Luis: Kiedyś nie docenialiśmy tego, co nasze żarty mogą wywołać u innych. Często się z siebie naśmiewaliśmy. Teraz wiemy, które tematy są dla kogo drażliwe. Dlatego rozumiemy się lepiej niż kiedykolwiek.
Jakie to tematy?
Jacob: Brytyjski akcent Luisa. Kiedyś naśladowałem go w wywiadzie, ale już tego nie robię. Nie używa go celowo.
Tim: Dla naszego zdrowia psychicznego jako grupy ważne było również to, że nie mieszkaliśmy już razem. Nadal widujemy się prawie codziennie, ale każdy ma teraz swoją własną bezpieczną przestrzeń. Jesteśmy przyjaciółmi i partnerami biznesowymi, ale w pewnym momencie wszystko kręciło się wokół pracy.
Co chciałbyś zmienić w branży mediów społecznościowych?
Jacob: Lepsze zrozumienie tego, co robimy każdego dnia.

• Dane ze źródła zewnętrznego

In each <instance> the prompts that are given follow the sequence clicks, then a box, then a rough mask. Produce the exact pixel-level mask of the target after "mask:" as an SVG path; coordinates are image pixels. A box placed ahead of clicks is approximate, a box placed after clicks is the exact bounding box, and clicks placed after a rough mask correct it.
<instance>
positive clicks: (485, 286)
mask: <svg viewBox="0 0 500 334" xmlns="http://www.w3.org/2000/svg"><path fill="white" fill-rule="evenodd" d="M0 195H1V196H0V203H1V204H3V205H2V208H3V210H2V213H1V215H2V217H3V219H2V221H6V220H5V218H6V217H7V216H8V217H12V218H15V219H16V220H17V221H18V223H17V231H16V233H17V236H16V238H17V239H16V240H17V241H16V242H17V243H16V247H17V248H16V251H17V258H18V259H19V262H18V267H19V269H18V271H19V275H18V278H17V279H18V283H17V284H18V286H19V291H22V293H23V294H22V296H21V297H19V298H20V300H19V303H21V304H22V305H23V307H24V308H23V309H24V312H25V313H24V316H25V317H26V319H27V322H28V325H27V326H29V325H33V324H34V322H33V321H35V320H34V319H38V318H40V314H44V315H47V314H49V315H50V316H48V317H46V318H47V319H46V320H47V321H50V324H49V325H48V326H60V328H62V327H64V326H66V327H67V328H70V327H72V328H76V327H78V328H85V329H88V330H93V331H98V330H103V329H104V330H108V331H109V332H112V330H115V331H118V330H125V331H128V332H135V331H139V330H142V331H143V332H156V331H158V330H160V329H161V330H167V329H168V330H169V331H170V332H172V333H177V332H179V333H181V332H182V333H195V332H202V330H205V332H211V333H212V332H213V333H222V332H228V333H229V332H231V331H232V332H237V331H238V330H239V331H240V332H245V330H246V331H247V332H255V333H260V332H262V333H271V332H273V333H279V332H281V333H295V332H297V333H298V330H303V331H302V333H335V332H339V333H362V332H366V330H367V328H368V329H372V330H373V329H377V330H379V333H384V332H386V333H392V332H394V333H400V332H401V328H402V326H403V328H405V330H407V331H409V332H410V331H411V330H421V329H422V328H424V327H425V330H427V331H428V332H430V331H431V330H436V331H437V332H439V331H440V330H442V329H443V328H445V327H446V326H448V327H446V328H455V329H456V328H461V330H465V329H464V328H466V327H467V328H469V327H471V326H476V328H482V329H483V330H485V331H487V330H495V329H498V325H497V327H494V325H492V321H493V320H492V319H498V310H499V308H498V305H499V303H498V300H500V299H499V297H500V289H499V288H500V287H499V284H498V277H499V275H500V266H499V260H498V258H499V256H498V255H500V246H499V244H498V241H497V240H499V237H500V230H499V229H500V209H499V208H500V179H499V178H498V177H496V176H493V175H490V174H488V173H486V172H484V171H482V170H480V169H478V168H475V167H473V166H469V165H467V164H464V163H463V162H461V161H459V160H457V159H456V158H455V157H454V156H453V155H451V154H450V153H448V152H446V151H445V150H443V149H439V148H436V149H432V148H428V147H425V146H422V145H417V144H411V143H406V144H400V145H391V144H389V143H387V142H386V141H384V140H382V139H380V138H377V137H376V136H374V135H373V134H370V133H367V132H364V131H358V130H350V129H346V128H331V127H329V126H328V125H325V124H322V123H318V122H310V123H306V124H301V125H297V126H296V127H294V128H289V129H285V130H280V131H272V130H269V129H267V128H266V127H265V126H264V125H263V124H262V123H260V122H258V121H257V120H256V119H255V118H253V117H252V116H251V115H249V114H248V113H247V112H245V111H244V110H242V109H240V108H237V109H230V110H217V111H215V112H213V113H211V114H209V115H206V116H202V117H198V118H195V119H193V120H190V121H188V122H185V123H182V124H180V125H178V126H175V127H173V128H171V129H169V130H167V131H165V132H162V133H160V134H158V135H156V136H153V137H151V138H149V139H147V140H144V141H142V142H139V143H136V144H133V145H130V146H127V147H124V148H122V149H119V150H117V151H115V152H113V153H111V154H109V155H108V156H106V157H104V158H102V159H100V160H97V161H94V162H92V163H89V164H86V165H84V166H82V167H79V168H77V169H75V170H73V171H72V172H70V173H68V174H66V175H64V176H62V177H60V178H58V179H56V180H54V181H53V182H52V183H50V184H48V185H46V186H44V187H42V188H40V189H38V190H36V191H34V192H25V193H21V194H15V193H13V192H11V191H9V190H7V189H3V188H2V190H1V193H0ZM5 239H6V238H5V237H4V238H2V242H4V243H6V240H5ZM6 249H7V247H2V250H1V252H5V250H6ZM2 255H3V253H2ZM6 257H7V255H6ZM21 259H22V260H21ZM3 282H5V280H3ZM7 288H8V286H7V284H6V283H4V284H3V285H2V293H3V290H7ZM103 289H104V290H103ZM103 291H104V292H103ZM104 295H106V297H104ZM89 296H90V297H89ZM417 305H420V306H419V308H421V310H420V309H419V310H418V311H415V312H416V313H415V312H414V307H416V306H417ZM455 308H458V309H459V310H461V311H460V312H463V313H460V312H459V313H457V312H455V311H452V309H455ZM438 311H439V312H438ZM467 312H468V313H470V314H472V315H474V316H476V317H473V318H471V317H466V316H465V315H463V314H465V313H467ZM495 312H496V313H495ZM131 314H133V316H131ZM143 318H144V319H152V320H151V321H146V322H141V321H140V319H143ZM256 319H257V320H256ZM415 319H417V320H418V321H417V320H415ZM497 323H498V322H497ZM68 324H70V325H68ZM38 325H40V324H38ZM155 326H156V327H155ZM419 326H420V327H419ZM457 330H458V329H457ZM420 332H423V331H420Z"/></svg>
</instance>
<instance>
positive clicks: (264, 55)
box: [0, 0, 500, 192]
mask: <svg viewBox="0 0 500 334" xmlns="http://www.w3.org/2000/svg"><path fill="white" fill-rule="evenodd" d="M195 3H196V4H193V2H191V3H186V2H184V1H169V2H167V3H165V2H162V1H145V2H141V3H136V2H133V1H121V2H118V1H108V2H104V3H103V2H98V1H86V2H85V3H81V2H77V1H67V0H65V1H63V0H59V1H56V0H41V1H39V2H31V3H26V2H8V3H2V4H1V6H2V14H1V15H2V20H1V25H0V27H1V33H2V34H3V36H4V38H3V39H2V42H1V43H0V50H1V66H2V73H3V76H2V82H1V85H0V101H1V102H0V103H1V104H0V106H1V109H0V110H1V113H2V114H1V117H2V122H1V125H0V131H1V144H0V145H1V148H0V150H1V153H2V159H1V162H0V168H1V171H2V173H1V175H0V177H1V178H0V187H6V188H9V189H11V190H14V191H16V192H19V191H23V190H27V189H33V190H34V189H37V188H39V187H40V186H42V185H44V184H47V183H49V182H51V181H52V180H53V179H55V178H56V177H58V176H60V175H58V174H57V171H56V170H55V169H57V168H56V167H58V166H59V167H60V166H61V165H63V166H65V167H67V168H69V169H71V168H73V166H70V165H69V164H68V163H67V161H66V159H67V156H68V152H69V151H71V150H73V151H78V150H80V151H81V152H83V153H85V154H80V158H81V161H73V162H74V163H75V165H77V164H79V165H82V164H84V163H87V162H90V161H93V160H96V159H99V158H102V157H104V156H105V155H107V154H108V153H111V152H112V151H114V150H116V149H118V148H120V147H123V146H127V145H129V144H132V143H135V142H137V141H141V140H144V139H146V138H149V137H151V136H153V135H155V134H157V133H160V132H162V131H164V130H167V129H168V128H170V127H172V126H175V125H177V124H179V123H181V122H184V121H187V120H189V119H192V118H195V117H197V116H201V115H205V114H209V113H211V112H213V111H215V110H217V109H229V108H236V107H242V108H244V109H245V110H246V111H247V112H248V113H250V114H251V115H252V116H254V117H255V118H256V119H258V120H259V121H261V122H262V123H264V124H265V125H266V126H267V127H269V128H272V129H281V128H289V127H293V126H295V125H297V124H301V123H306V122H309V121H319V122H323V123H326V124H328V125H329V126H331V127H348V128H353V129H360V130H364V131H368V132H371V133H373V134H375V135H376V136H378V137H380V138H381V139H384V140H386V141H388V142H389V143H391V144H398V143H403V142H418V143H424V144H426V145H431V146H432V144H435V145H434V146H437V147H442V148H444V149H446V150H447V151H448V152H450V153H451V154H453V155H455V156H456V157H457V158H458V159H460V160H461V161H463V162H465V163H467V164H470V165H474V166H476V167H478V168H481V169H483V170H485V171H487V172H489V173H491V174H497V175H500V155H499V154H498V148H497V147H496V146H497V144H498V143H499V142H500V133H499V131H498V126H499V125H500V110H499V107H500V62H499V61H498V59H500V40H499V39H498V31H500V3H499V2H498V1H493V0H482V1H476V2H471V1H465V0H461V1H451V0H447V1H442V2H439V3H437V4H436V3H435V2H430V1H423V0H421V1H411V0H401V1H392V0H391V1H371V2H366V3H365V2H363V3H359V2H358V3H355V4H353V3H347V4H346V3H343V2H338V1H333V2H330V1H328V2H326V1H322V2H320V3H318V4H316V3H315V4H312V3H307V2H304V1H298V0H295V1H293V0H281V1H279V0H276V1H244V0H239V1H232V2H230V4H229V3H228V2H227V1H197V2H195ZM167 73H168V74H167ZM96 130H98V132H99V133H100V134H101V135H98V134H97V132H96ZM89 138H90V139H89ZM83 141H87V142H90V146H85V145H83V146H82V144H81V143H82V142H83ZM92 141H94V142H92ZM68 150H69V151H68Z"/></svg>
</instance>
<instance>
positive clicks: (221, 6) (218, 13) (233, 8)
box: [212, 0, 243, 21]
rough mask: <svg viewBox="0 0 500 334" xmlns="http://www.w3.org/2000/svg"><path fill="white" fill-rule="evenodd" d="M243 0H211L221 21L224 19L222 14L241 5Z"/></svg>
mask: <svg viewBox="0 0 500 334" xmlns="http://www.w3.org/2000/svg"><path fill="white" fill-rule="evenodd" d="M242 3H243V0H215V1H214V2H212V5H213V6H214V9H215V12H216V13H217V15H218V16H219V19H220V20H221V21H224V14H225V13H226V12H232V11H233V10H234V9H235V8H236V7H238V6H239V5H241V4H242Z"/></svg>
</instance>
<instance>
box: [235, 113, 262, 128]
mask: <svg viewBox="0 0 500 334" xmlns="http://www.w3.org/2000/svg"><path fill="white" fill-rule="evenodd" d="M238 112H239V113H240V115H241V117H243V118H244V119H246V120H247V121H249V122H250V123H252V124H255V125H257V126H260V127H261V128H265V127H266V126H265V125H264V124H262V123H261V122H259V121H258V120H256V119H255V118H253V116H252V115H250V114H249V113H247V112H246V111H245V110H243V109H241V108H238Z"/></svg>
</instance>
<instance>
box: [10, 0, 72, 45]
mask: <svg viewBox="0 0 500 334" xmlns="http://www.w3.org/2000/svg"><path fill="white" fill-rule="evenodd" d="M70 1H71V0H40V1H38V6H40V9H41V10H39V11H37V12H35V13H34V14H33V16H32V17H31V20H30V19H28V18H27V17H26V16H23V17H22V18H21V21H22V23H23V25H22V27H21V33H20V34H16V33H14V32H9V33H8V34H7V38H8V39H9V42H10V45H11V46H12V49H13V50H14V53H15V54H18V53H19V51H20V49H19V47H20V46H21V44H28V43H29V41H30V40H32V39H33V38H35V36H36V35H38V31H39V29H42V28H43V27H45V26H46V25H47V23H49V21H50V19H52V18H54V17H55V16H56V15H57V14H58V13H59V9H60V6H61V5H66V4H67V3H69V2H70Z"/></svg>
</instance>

Za 15-sekundowym filmem na TikToku często stoją godziny pracy: szukanie pomysłów, stylizacja, a potem nagrywamy może 40 ujęć.
Tim: Wywiady, zdjęcia, podróże – to wszystko jest fajne, ale też wyczerpujące. Po prostu nie widać tego w gotowym klipie. Musimy dużo przebywać w towarzystwie, bo ciągle poznajemy nowych ludzi.
Bene: Dokładnie, a zwłaszcza w świecie mediów społecznościowych jest wielu powierzchownych ludzi. Ale świadomie trzymamy się od nich z daleka.
A propos powierzchowności: Twoje treści, zwłaszcza na początku, były mocno oparte na Twoim wyglądzie fizycznym. Jak radzisz sobie z presją, że Twój sukces jest w pewnym stopniu z tym związany?
Jakub: Tak, starzejemy się (wszyscy się śmieją).
Julien: Oczywiście, wygląd odgrywa rolę na platformach mediów społecznościowych. Ale mamy też efekt cheerleaderki, co oznacza, że jeśli jedna osoba wygląda na nieco senną, reszta może to zrekompensować. (Uwaga redaktora: Efekt cheerleaderki opisuje, jak ludzie wydają się bardziej atrakcyjni w grupie niż w pojedynkę). Nie wywieramy na siebie presji, by czuć się mniej znaczącymi, jeśli nie wyglądamy najlepiej.
Luis: Dokładnie. Wszyscy jesteśmy kreatywni, a do tego mamy pewien poziom wykształcenia i stale poszerzamy swoją wiedzę w różnych dziedzinach. To oznacza, że nie polegamy tylko na „ładnym uśmiechu i to wszystko”, ale zbudowaliśmy również inne filary naszej działalności.
Jakub: Nie uważamy się za ideał urody. Bardziej chodzi nam o to, żeby bawić ludzi i sprawiać im przyjemność. Nasza kreatywność pozostanie, nawet jeśli w końcu osiwiejemy.